The Parish of Portsdown was created in 1870, in response to John Deverell, the Lord of the Manor of Farlington’s concern over the lack of spiritual welfare for the troops based in the new Forts on Portsdown Hill at Purbrook and Widley.

The parish was created by taking land from the existing parishes of Farlington, Widley and Wymering.  The Widley of today is not the original village of Widley, that was located at the rear of Fort Widley and all that remains now of the village is the graveyard of the church.

The earliest recorded mention of an established church at Widley is 1154.  This church was extended in 1709 and again in 1813, unfortunately the 1813 extension removed not only most of the oldest structure but also important structural elements, which resulted in its partial collapse in 1847.  The church was demolished in 1849 and a new church, built from the rubble opened in 1850.

The life of the second church was short.  The building of new churches in the area together with land which was taken from the parish to create the parishes of Waterlooville (1830), Purbrook (1858), Portsdown (1870) and Cosham (1935), left Widley with very few parishoners.  Services became less frequent and in 1919 were stopped altogether.  From then until 1937 the church was only used for special services, christenings, marriages and burials.  In 1953 the church was bulldozed and the graveyard cleared.  In recent years the foundations of the church have been exposed and the remaining gravestones made more visible.

In the nineteenth century, the people of Purbrook were expected to attend services regularly in St Andrew’s, Farlington.  They could be, and were, fined for not attending church.  In 1826, the Rector of Farlington, the Reverend Richards, felt the need for a chapel of ease in Purbrook.  In 1828 he chaired a meeting with the landowners of Purbrook (which was part of the parish of Farlington) to discuss the possibility of obtaining a site for a church.

John Deverell was approached by the Rector for donations of money and land for the Purbrook church.  John Deverell offered his support to the project and said that he would give a great deal towards the construction costs once he completed his house.  The following Sunday a sermon was preached in Farlington church with specific reference to those who were more concerned with building their own houses than providing for, and supporting, the House of God.  John Deverell vowed he would not return to the church until he received an apology.

The Rector of Farlington, the Rector of Widley and Vicar of Wymering (which were held in plurality by Reverend Nugee) were supporters of the Oxford Movement, which was High Church.  John Deverell was a convinced evangelical, which tended to be low church, and did not agree with the Oxford Movement style of churching.  He feared that as the new chapel of ease was within the parish of Farlington, it would have ‘a high churchman’.  He therefore withdrew his support.

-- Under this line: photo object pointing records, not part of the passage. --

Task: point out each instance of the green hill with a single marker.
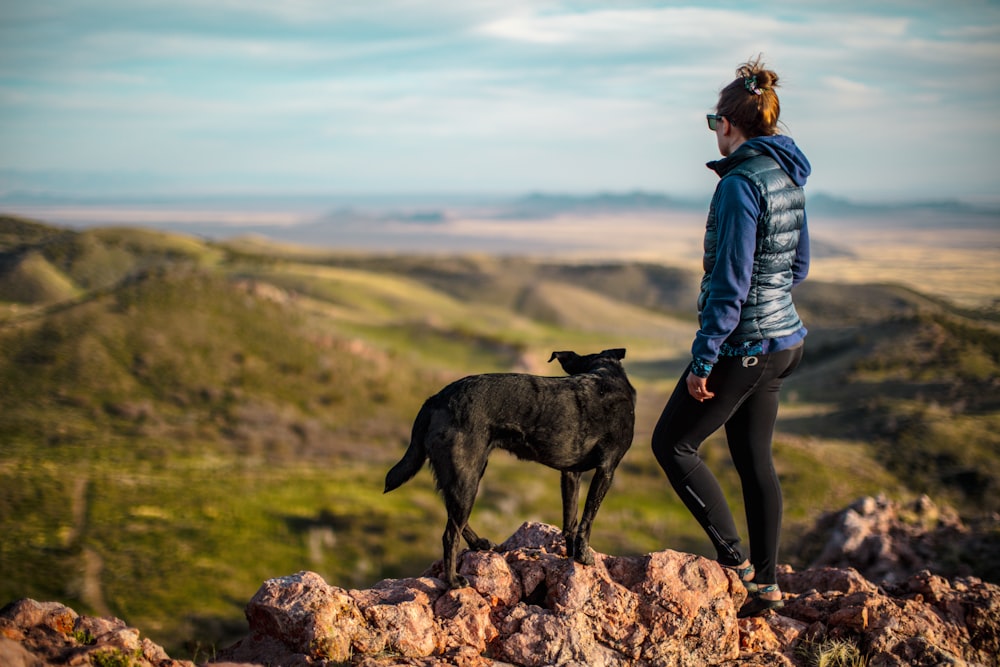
(182, 420)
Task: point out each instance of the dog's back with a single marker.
(563, 422)
(581, 422)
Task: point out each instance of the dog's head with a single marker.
(574, 364)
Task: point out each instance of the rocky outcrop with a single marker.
(33, 634)
(530, 606)
(889, 542)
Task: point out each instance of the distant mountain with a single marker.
(935, 210)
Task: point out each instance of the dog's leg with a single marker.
(570, 482)
(458, 500)
(598, 489)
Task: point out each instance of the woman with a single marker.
(750, 336)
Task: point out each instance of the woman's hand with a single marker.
(698, 388)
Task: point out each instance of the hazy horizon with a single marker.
(888, 100)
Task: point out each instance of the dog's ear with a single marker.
(571, 362)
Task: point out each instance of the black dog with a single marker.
(577, 423)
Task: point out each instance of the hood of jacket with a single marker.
(780, 147)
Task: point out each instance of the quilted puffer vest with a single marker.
(768, 311)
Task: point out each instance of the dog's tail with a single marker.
(413, 459)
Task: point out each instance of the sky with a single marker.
(889, 100)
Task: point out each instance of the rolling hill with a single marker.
(182, 419)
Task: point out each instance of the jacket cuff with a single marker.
(700, 367)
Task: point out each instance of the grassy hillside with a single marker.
(181, 419)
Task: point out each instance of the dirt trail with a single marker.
(91, 591)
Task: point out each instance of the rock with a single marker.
(530, 606)
(45, 633)
(887, 542)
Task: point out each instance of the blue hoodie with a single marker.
(738, 207)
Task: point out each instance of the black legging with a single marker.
(746, 402)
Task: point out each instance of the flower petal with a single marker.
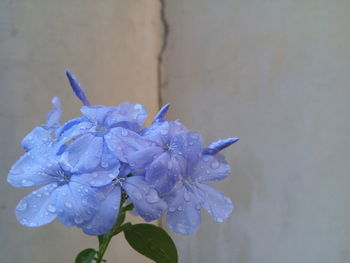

John Deverell finally agreed to support the new Chapel of Ease (St John’s) at Purbrook and became one of the first churchwardens.  He attended the consecration and his fears of it being ‘high church’ were justified.  He resigned from his position as churchwarden and erected his own chapel or meeting house, which opened for services in 1860.  These independent services were conducted by a Scripture Reader approved by the Bishop of Winchester.  The chapel was called Christ Church Purbrook.

In the same year, the War Department compulsorily purchased Portsdown Hill for military purposes.  Included within this purchase were nearly 190 acres of John Deverell’s estate, for which he was handsomely compensated.  He entered into negotiations with the War Department, expressing concern at the lack of spiritual welfare for the troops based at the new forts on Portsdown Hill and Purbrook and Widley.

The Secretary of State for War granted a one acre site for the building of a church and John Deverell agreed to finance the building and in return for providing the endowment, was granted the patronage of the church, which was to be known as Christ Church Portsdown, a parish in its own right.  In return for giving the land the Army was given rights to hold services in the church.  The churchyard was to be used for military burials as required.

In 1872, although not completed, Christ Church Portsdown was roofed and given a certificate so that it could be used by the soldiers in the forts.  Records of baptism in the church began in 1871.

On 30th July 1874 Christ Church Portsdown was consecrated.

On the morning of 4th June 1944 (the eve of the D-Day Normandy invasion), Christ Church Portsdown was the venue for one of the most important services of the 20th Century.  The service was the Knight’s Vigil, a service organised by the Vicar (the Reverend RBS Gillman) and General Sir Miles Dempsey (Commander of the British Second Army).